ケイに抱きつきクモに怯え泣き付いている香織は普段の元気な香織と違い、今まで隠されていたか弱い女の子の部分をさらけ出していた。
ケイは一度深呼吸をしてから穏やかな表情で香織を優しく抱きしめると髪を撫でながら香織を落ち着かせようとしたのだった。
「大丈夫よ、落ち着いて香織ちゃん…私がそばに居るから安心して」
「…グスッ……ケ、ケイ…?」
「しばらくこうしてあげるから…ねっ」
ケイに抱きしめられ優しく頭を撫でられている香織は目を閉じるとケイに身を委ねるのだった。

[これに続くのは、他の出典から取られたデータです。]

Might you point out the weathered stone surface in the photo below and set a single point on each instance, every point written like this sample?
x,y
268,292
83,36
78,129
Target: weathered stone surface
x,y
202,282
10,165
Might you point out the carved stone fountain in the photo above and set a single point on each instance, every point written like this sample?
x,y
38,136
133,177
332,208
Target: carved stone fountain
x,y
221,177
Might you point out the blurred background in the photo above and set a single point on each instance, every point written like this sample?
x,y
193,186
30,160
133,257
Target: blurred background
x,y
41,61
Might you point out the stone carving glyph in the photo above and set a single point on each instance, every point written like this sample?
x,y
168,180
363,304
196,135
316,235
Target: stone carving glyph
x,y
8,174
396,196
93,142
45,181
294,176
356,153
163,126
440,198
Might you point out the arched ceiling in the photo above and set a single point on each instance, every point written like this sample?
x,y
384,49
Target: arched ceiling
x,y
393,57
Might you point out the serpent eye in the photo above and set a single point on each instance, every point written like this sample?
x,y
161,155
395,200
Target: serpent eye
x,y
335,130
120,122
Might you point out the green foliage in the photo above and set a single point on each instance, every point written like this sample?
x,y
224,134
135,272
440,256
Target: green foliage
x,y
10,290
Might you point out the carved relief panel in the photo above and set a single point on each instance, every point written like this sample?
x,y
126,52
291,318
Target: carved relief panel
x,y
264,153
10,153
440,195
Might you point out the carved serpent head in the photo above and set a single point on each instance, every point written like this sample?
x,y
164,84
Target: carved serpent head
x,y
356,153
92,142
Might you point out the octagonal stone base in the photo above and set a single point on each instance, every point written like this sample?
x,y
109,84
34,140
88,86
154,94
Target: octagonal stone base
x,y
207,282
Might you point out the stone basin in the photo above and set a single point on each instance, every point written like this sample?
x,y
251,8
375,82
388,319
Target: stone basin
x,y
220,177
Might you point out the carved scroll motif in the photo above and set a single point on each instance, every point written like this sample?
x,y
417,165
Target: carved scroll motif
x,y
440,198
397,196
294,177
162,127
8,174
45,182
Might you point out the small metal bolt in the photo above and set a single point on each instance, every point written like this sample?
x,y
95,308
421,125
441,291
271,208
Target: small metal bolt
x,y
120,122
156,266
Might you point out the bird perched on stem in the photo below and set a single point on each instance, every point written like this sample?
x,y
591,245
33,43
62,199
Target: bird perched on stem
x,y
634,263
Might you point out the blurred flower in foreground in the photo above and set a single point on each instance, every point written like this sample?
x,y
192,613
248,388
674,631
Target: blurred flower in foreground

それからケイが香織を抱いていると気持ちが落ち着いてきたのか香織が話してきた。
「ねえ、ケイの心臓すごくドキドキしてる…」
「さっきの香織ちゃんの悲鳴で驚いて駆け込んできちゃったからね…」
本当のことはさすがに言えなかった。
まさか香織を抱きしめていて女の子特有のその身体の柔らかさや、セミロングの髪からのシャンプーの香りにドキドキしてるなんて絶対に言えなかった。
しかし、更に危険なことはケイの下半身にあった。
男であることを隠す為に奈津子から貰った特注のコルセットの様な補正下着を着用しているのだがバレやしないかと肝を冷やすケイだった。
そして、その心情は乾いた笑いとして出てきた。
そんな微妙な時間が二人の間に少し流れた後、ケイが気まずそうに香織から離れると香織はちょっとだけ不満そうな顔をした。
「香織ちゃんもそろそろ着替えないとね。いつまでもその格好じゃ……」
ケイは香織が未だ下着姿であることを言うと引き攣った笑顔でパタパタと来客用のスリッパを鳴らし更衣室を出たのだった。